* Donahue reiterates objections to money fund proposals
* Says new rules would drive cash to banks, raising risk
* Cites Federated stock and bond assets
By Ross Kerber
March 8 (Reuters) - Federated Investors Inc is prepared to change its corporate structure if new money fund rules make it hard to offer cash-management services to clients, Chief Executive Officer Chris Donahue said on Thursday.
Speaking at a financial conference sponsored by Citigroup Inc, Donahue reviewed the Pittsburgh asset manager’s longstanding concerns about new rules for the $2.7 trillion money fund industry being considered by the U.S. Securities and Exchange Commission and other regulators.
If rule changes are adopted that make it hard to offer its current cash management services, a contingency plan for Federated could be to change its structure, Donahue said at the conference, which was webcast. He noted that the company had been privately held in the past.
“If we have to change our corporate structure in order to do the business we have done before,” he said, “OK, that’s the way the world goes.”
As one of the largest money fund providers, with about $285 billion in such assets under management, Federated has been among the most outspoken opponents of new rules. Donahue and executives at other fund managers fear the proposed changes could wreck their industry by making the funds less useful to clients.
U.S. officials have been reviewing money funds since the financial crisis when one of the industry’s best-known funds “broke the buck” and reported a net asset value below the $1 per share level that most investors expect.
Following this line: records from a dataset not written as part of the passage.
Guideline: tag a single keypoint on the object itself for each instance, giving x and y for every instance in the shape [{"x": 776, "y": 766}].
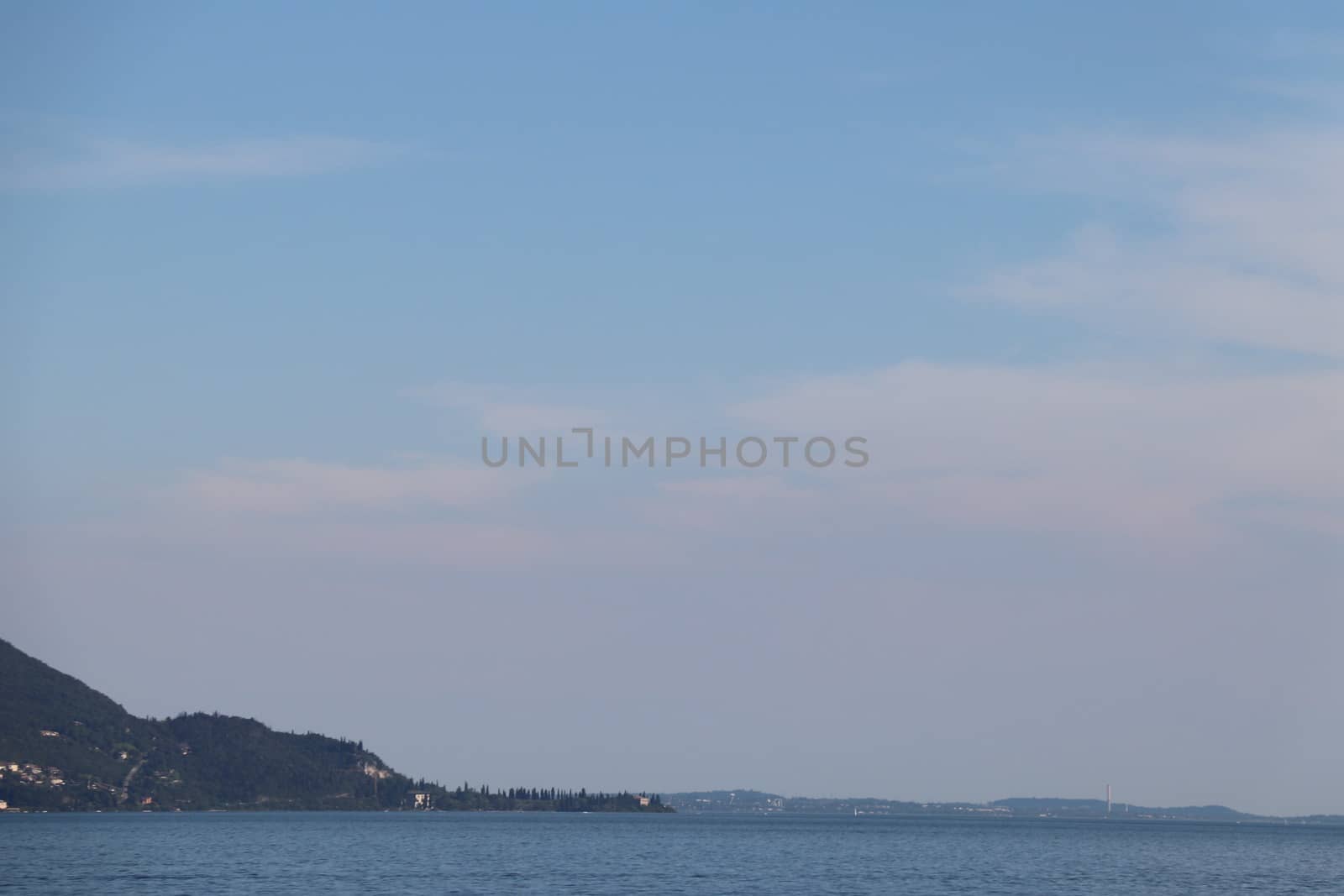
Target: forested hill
[{"x": 66, "y": 746}]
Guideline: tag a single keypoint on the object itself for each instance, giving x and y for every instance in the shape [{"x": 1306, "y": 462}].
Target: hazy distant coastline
[{"x": 759, "y": 802}]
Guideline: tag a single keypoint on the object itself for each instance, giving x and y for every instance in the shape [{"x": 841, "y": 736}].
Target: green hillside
[{"x": 64, "y": 746}]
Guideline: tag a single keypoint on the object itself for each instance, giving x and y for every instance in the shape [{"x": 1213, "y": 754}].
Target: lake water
[{"x": 554, "y": 853}]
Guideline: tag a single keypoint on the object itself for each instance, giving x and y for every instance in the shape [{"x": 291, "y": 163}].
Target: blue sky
[{"x": 270, "y": 273}]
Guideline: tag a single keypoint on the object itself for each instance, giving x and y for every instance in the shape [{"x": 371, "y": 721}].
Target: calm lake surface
[{"x": 553, "y": 853}]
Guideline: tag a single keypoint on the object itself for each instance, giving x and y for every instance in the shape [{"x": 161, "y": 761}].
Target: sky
[{"x": 270, "y": 275}]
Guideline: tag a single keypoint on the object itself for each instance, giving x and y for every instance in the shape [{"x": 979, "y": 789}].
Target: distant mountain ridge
[
  {"x": 65, "y": 746},
  {"x": 763, "y": 802}
]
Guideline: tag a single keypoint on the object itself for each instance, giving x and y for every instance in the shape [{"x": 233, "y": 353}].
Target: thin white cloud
[
  {"x": 1240, "y": 244},
  {"x": 109, "y": 164},
  {"x": 296, "y": 486},
  {"x": 1105, "y": 450}
]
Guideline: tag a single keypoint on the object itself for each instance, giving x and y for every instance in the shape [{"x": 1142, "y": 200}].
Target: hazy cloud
[{"x": 113, "y": 163}]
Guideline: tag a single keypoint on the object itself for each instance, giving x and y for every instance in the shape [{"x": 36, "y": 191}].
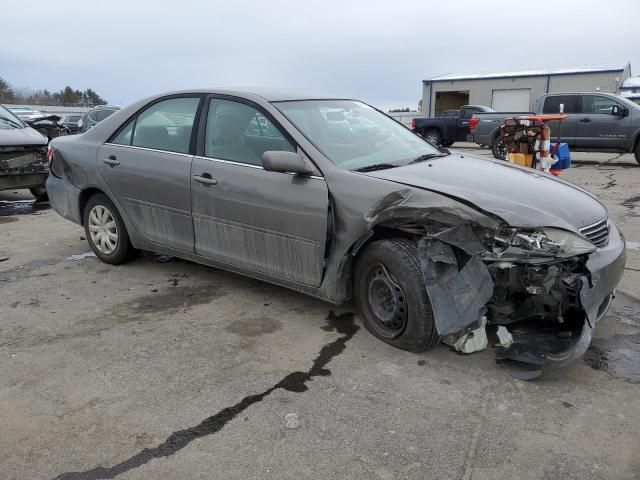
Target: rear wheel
[
  {"x": 391, "y": 296},
  {"x": 498, "y": 148},
  {"x": 105, "y": 231},
  {"x": 40, "y": 193},
  {"x": 433, "y": 137}
]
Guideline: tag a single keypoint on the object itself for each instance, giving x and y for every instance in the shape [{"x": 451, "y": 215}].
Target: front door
[
  {"x": 147, "y": 168},
  {"x": 267, "y": 222},
  {"x": 598, "y": 127}
]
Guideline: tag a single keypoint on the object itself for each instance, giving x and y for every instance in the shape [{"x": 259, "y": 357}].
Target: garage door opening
[
  {"x": 450, "y": 101},
  {"x": 511, "y": 100}
]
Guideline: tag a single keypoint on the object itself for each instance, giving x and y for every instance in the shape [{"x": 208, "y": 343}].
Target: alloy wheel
[{"x": 103, "y": 229}]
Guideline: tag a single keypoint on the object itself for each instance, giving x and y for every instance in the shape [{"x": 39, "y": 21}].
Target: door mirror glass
[
  {"x": 285, "y": 162},
  {"x": 619, "y": 111}
]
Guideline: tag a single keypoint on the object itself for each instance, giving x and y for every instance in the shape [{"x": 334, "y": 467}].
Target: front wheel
[
  {"x": 391, "y": 297},
  {"x": 498, "y": 148},
  {"x": 105, "y": 231}
]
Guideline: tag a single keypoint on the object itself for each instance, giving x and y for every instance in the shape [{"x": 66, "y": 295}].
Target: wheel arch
[{"x": 344, "y": 280}]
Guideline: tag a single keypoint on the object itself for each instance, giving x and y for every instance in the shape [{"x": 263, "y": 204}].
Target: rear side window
[
  {"x": 597, "y": 104},
  {"x": 552, "y": 104},
  {"x": 165, "y": 125}
]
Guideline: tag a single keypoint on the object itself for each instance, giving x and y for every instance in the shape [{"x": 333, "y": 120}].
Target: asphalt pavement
[{"x": 167, "y": 369}]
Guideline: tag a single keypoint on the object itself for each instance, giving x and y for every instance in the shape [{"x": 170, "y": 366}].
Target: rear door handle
[
  {"x": 205, "y": 179},
  {"x": 111, "y": 160}
]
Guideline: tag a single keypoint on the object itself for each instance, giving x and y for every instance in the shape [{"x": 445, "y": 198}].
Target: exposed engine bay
[{"x": 530, "y": 293}]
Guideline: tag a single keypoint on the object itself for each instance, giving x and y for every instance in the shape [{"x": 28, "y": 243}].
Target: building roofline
[{"x": 523, "y": 74}]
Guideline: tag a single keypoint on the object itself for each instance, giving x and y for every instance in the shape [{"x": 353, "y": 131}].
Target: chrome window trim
[
  {"x": 149, "y": 149},
  {"x": 248, "y": 165}
]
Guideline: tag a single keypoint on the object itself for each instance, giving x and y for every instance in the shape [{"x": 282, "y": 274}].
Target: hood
[
  {"x": 21, "y": 136},
  {"x": 521, "y": 196}
]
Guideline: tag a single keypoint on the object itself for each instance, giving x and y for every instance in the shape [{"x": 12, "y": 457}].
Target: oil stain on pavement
[
  {"x": 21, "y": 207},
  {"x": 343, "y": 324},
  {"x": 619, "y": 355}
]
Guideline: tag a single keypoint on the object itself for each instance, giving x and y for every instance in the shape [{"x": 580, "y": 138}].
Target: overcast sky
[{"x": 375, "y": 50}]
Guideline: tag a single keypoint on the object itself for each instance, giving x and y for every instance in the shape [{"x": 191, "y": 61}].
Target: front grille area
[{"x": 598, "y": 233}]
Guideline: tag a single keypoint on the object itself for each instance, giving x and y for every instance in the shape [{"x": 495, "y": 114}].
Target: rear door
[
  {"x": 598, "y": 127},
  {"x": 267, "y": 222},
  {"x": 567, "y": 128},
  {"x": 147, "y": 167}
]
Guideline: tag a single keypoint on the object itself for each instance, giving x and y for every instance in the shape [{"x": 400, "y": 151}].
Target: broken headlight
[{"x": 552, "y": 242}]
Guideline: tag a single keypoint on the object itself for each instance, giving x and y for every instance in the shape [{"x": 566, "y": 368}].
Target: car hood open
[
  {"x": 21, "y": 136},
  {"x": 523, "y": 197}
]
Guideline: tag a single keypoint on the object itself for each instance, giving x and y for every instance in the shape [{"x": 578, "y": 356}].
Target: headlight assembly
[{"x": 548, "y": 242}]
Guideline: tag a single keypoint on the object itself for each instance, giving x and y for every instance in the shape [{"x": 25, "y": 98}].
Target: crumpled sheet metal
[
  {"x": 402, "y": 206},
  {"x": 458, "y": 297},
  {"x": 546, "y": 364}
]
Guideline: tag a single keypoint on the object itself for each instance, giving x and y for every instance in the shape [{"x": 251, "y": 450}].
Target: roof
[
  {"x": 631, "y": 82},
  {"x": 268, "y": 94},
  {"x": 526, "y": 73}
]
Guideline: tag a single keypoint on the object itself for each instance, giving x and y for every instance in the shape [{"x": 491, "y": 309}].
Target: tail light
[{"x": 49, "y": 155}]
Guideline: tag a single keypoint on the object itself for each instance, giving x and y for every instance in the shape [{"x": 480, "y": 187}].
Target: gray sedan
[{"x": 282, "y": 187}]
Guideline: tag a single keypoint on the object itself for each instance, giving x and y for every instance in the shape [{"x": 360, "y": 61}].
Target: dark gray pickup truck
[
  {"x": 597, "y": 121},
  {"x": 452, "y": 126}
]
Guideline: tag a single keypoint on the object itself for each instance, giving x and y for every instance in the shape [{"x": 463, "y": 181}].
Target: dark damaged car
[
  {"x": 22, "y": 156},
  {"x": 432, "y": 246}
]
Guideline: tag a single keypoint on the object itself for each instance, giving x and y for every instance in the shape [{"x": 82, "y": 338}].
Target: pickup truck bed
[
  {"x": 452, "y": 127},
  {"x": 597, "y": 121}
]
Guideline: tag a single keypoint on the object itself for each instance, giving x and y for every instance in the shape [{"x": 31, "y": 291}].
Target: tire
[
  {"x": 40, "y": 193},
  {"x": 391, "y": 297},
  {"x": 498, "y": 148},
  {"x": 105, "y": 231},
  {"x": 433, "y": 137}
]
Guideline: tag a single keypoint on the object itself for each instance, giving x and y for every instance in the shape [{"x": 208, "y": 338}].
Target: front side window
[
  {"x": 597, "y": 104},
  {"x": 240, "y": 133},
  {"x": 102, "y": 114},
  {"x": 374, "y": 140},
  {"x": 552, "y": 104}
]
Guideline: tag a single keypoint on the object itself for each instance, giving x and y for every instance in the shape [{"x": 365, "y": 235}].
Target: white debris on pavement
[
  {"x": 473, "y": 341},
  {"x": 292, "y": 421},
  {"x": 504, "y": 336},
  {"x": 81, "y": 256}
]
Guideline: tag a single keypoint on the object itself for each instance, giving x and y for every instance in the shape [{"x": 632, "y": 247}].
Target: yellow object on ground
[{"x": 524, "y": 159}]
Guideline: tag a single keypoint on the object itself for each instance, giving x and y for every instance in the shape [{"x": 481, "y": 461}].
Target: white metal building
[{"x": 515, "y": 91}]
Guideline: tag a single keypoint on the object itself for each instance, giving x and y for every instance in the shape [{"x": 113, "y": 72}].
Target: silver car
[{"x": 280, "y": 186}]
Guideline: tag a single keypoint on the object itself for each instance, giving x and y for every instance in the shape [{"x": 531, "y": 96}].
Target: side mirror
[{"x": 285, "y": 162}]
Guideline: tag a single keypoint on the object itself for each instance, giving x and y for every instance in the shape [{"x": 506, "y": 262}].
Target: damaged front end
[{"x": 536, "y": 293}]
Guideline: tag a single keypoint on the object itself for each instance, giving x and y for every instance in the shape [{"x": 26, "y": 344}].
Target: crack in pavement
[{"x": 293, "y": 382}]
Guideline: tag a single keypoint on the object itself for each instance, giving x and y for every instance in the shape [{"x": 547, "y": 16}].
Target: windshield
[
  {"x": 8, "y": 120},
  {"x": 354, "y": 135}
]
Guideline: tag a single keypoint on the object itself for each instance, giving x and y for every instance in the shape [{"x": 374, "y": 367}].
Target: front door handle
[
  {"x": 111, "y": 161},
  {"x": 205, "y": 179}
]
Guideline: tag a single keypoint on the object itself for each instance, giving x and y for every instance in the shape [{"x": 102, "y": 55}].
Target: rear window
[{"x": 552, "y": 104}]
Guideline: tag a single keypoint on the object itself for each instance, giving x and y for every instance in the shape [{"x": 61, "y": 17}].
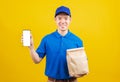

In 2010 the SEC put new liquidity and transparency requirements on the funds. Donahue and other executives say the changes have done plenty to shore up the sector and helped it survive tests like outflows during the U.S. debt ceiling debate last summer.
Regulators have said the tests were not complete, but it is unclear if SEC Chairman Mary Schapiro has enough votes among the five SEC commissioners to move forward with some of the changes that the agency’s staff is studying. These include allowing net asset values to “float” away from $1 per share or restricting redemptions from the funds.
Speaking at the Citi conference, Donahue reiterated the industry’s concerns and said rule changes could have major consequences such as driving money to major banks. Such a move he said would create “an increase in systemic risk” - precisely the opposite of what other reforms intended.
Donahue said it appears regulators could take until May or later to propose new rules, and even then a comment period could stretch another four months and it is possible new rules could simply linger after that without action. “I don’t know if there will ever be a line in the sand to say these issues go away forever,” he said.
While he criticized the proposed regulations, Donahue also emphasized in his presentation that Federated also manages equity and bond funds - about $88 billion in all - which would sustain its market capitalization no matter what happens on the regulatory front.
“Federated does have investment considerations beyond regulation,” he said.